Enhancing the CAD-RADS™ 2.0 Category Assignment Performance of ChatGPT and DeepSeek Through "Few-shot" Prompting.
Authors
Affiliations (1)
Affiliations (1)
- Department of Radiology, School of Medicine, Bursa Uludağ University, Bursa, Turkey.
Abstract
To assess whether few-shot prompting improves the performance of 2 popular large language models (LLMs) (ChatGPT o1 and DeepSeek-R1) in assigning Coronary Artery Disease Reporting and Data System (CAD-RADS™ 2.0) categories. A detailed few-shot prompt based on CAD-RADS™ 2.0 framework was developed using 20 reports from the MIMIC-IV database. Subsequently, 100 modified reports from the same database were categorized using zero-shot and few-shot prompts through the models' user interface. Model accuracy was evaluated by comparing assignments to a reference radiologist's classifications, including stenosis categories and modifiers.

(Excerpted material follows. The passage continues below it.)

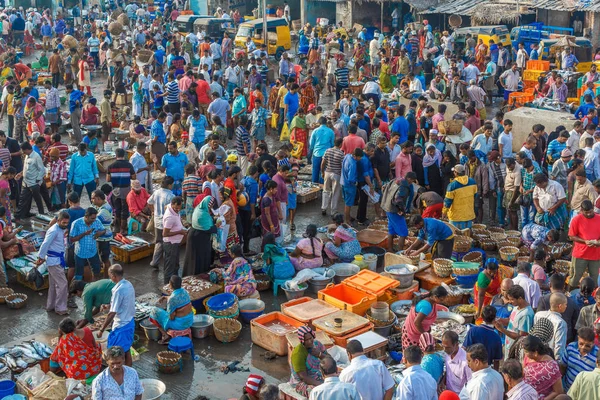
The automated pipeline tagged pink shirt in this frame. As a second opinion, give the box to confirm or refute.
[394,152,412,181]
[163,204,183,244]
[342,134,365,154]
[444,347,472,393]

To assess reproducibility, 50 reports were reclassified using the same few-shot prompt. McNemar tests and Cohen kappa were used for statistical analysis. Using zero-shot prompting, accuracy was low for both models (ChatGPT: 14%, DeepSeek: 8%), with correct assignments occurring almost exclusively in CAD-RADS 0 cases. Hallucinations occurred frequently (ChatGPT: 19%, DeepSeek: 54%). Few-shot prompting significantly improved accuracy to 98% for ChatGPT and 93% for DeepSeek (both P<0.001) and eliminated hallucinations. Kappa values for agreement between model-generated and radiologist-assigned classifications were 0.979 (0.950, 1.000) (P<0.001) for ChatGPT and 0.916 (0.859, 0.973) (P<0.001) for DeepSeek, indicating almost perfect agreement for both models without a significant difference between the models (P=0.180). Reproducibility analysis yielded kappa values of 0.957 (0.900, 1.000) (P<0.001) for ChatGPT and 0.873 [0.779, 0.967] (P<0.001) for DeepSeek, indicating almost perfect and strong agreement between repeated assignments, respectively, with no significant difference between the models (P=0.125). Few-shot prompting substantially enhances LLMs' accuracy in assigning CAD-RADS™ 2.0 categories, suggesting potential for clinical application and facilitating system adoption.